Tradizione gastronomica legata al culto
Strano a dirsi, ma l’abitudine gastronomica legata a Leone Magno non riguardava tanto il cibo materiale quanto la disciplina dello spirito. Egli parlava di un «vero digiuno» che andava ben oltre l’astensione dal mangiare: secondo Leone Magno, il digiuno autentico consisteva nel rinunciare all’ingiustizia, evitare la calunnia e astenersi dalla maldicenza. In questo senso, il santo insegnava che il digiuno non era solo un sacrificio corporeo, ma un esercizio di giustizia, rettitudine e purezza interiore, volto a purificare il cuore e ad avvicinarlo a Dio.
Curiosità
Una curiosa leggenda, poi resa celebre dall’artista Raffaello Sanzio, narra che durante l’incontro con Attila, il terribile re degli Unni, Leone Magno apparve così potente e risoluto che il condottiero percepì dietro di lui gli apostoli Pietro e Paolo, armati di spade sguainate, pronti a difendere Roma.
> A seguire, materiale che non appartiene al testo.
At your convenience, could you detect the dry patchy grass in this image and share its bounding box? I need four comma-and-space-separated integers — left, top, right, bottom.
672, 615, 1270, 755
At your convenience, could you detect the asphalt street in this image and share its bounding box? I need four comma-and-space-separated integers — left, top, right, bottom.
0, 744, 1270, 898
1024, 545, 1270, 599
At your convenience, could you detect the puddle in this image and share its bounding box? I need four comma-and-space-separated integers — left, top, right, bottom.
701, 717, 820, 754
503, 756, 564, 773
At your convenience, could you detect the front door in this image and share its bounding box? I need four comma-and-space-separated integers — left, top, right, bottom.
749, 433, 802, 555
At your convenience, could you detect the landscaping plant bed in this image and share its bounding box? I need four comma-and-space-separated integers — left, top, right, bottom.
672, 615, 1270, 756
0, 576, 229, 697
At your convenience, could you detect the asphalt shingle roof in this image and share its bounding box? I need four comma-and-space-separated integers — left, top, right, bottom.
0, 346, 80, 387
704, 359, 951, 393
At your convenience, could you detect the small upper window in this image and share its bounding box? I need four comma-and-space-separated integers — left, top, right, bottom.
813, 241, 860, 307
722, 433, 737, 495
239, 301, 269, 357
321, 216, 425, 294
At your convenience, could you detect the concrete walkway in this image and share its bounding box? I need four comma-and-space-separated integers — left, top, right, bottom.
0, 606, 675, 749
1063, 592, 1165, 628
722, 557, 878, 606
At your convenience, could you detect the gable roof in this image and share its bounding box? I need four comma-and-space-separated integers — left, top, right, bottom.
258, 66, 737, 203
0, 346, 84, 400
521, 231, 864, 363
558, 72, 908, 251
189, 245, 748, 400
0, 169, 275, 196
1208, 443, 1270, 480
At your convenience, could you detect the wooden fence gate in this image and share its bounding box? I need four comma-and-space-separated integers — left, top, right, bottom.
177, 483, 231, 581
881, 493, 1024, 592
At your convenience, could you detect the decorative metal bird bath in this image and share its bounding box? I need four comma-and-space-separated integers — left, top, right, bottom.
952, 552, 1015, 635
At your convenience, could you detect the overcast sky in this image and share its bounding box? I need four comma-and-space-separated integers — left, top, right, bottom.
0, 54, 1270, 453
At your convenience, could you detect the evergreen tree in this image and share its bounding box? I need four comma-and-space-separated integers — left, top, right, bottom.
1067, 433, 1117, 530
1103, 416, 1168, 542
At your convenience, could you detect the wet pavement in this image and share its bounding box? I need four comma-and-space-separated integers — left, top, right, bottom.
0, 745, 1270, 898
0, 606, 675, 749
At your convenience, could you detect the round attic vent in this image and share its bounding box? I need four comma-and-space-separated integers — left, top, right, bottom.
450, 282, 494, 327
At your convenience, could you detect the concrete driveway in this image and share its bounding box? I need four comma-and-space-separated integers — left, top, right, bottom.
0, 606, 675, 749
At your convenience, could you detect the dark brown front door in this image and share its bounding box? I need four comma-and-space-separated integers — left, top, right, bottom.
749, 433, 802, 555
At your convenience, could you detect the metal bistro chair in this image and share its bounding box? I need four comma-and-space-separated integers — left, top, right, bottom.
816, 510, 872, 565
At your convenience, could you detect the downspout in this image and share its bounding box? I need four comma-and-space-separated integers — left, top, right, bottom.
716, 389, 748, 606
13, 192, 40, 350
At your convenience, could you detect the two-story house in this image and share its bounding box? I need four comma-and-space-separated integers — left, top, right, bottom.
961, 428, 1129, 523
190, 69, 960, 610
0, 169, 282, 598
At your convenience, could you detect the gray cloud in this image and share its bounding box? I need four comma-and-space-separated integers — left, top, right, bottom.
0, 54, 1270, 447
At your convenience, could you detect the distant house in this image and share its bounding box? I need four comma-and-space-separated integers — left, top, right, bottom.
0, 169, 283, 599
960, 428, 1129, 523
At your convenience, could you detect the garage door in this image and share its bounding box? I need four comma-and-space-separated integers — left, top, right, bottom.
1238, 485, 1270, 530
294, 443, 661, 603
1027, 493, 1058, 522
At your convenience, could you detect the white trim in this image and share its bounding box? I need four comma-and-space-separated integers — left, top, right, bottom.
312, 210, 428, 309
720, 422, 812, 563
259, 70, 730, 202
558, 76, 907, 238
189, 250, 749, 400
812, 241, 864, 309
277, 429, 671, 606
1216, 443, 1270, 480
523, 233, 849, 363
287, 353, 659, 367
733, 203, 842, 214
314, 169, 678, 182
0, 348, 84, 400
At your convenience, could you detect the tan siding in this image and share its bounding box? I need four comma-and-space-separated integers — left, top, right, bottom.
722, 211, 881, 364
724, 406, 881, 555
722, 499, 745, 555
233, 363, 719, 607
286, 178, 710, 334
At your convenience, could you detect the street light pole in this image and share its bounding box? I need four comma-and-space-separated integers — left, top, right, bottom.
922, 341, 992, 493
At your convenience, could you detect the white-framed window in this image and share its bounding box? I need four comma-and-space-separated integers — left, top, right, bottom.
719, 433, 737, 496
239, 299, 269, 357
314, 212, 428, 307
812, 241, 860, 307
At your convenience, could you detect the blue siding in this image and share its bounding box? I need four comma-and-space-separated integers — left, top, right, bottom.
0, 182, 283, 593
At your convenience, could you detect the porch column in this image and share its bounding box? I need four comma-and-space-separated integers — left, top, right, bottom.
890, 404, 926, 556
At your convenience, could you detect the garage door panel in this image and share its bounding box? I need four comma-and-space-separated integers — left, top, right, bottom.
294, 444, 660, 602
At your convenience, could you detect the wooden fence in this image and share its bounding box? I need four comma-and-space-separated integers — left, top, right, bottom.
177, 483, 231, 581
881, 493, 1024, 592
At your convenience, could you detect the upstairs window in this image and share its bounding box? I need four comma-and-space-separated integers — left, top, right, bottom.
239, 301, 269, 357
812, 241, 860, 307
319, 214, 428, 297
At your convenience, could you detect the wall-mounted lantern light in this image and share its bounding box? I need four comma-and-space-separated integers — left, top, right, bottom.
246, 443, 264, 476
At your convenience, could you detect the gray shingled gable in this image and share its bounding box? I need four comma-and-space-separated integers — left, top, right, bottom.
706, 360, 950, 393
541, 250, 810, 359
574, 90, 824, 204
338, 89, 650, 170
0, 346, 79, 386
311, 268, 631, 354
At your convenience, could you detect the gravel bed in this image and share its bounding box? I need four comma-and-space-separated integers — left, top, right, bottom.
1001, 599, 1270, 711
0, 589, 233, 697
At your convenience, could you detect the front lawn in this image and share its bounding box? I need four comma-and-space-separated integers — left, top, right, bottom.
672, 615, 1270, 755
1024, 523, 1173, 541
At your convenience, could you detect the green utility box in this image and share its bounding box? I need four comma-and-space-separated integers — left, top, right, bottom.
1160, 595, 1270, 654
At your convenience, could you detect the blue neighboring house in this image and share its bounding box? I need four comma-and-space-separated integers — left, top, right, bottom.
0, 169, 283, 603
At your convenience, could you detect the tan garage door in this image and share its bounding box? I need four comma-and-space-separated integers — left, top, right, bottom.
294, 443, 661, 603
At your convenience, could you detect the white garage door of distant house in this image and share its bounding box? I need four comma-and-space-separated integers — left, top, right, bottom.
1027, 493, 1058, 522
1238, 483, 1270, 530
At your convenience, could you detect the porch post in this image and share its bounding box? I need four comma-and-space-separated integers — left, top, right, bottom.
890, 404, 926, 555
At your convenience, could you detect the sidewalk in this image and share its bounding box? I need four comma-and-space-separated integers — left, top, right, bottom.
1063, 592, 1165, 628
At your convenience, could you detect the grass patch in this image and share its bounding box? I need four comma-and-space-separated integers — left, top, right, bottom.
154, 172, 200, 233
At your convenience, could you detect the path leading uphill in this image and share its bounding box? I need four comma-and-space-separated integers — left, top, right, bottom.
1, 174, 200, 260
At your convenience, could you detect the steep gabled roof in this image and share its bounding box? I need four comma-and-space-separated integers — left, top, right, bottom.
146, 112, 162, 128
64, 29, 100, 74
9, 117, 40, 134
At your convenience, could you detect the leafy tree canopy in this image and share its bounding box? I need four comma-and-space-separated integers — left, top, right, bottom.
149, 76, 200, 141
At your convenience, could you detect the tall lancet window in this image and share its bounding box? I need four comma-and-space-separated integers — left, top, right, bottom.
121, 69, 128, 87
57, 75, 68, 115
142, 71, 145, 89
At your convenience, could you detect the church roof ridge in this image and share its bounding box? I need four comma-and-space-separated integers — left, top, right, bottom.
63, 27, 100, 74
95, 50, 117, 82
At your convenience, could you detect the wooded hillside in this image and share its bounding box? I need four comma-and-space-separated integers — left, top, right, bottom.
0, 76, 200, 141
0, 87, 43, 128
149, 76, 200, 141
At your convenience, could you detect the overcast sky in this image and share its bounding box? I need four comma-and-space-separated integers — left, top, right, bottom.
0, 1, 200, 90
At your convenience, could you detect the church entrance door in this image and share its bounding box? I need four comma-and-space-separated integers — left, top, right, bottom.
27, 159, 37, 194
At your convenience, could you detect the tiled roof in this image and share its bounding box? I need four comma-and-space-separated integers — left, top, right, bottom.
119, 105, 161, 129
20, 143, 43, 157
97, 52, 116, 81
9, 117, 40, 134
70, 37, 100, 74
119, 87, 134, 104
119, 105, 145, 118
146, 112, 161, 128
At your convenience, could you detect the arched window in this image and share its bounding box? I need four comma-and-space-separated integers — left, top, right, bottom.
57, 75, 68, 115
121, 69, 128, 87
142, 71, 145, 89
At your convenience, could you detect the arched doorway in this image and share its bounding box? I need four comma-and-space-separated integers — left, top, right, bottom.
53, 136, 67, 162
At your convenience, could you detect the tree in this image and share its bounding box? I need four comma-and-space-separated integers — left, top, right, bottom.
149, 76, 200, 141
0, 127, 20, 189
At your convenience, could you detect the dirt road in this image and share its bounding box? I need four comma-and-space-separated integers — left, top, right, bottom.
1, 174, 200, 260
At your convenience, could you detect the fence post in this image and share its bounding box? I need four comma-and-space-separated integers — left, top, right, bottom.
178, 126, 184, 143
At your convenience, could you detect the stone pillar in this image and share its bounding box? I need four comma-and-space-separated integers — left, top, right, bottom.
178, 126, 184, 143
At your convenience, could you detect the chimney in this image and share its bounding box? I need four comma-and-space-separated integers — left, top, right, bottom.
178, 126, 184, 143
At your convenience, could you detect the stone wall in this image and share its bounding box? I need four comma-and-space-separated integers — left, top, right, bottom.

Questo episodio, più simbolico che storico, sottolinea la grande autorità morale e spirituale di Leone Magno e la protezione divina attribuita alla città eterna.
Preghiere a San Leone Magno
O San Leone Magno,
che hai difeso la vera dottrina e guidato la Chiesa con saggezza e coraggio,
intercedi per noi presso il Signore.
Fa’ che la luce della fede non si affievolisca nei nostri cuori,
ma resti viva e operante nelle nostre vite,
guidandoci nelle scelte quotidiane e nell’impegno verso gli altri,
per la gloria di Dio e il bene della comunità.
Amen.
(di Autore Anonimo)
O glorioso San Leone Magno,
tu che hai guidato la Chiesa con saggezza e coraggio,
volgi su di noi il tuo sguardo benevolo e ascolta le nostre preghiere.
Aiutaci ad aprire il cuore alla tua intercessione,
e ottieni da Dio per noi le grazie che ci guidano nel cammino della fede e nella vita quotidiana.
Tu che hai predicato l’unità e il valore di ogni cristiano,
insegnaci a diventare “pietre vive”
che costruiscono insieme la Chiesa e rendono il mondo più giusto e solidale.
Amen.
(di Autore Anonimo)
Fonti
- I santi del giorno ci insegnano a vivere e a morire, Luigi Luzi, Shalom Editrice.
- Il grande libro dei santi, dizionario enciclopedico diretto da C. Leonardi, A. Riccardi, G. Zarri, San Paolo Editore.
- I santi secondo il calendario, prefazione di Gianfranco Ravasi, edizioni Corriere della Sera.
- Martiri e santi del calendario romano, Enrico Pepe, Edizioni Città Nuova.
- I Santi nella Storia. Tremila testimoni del Vangelo, San Paolo Editore.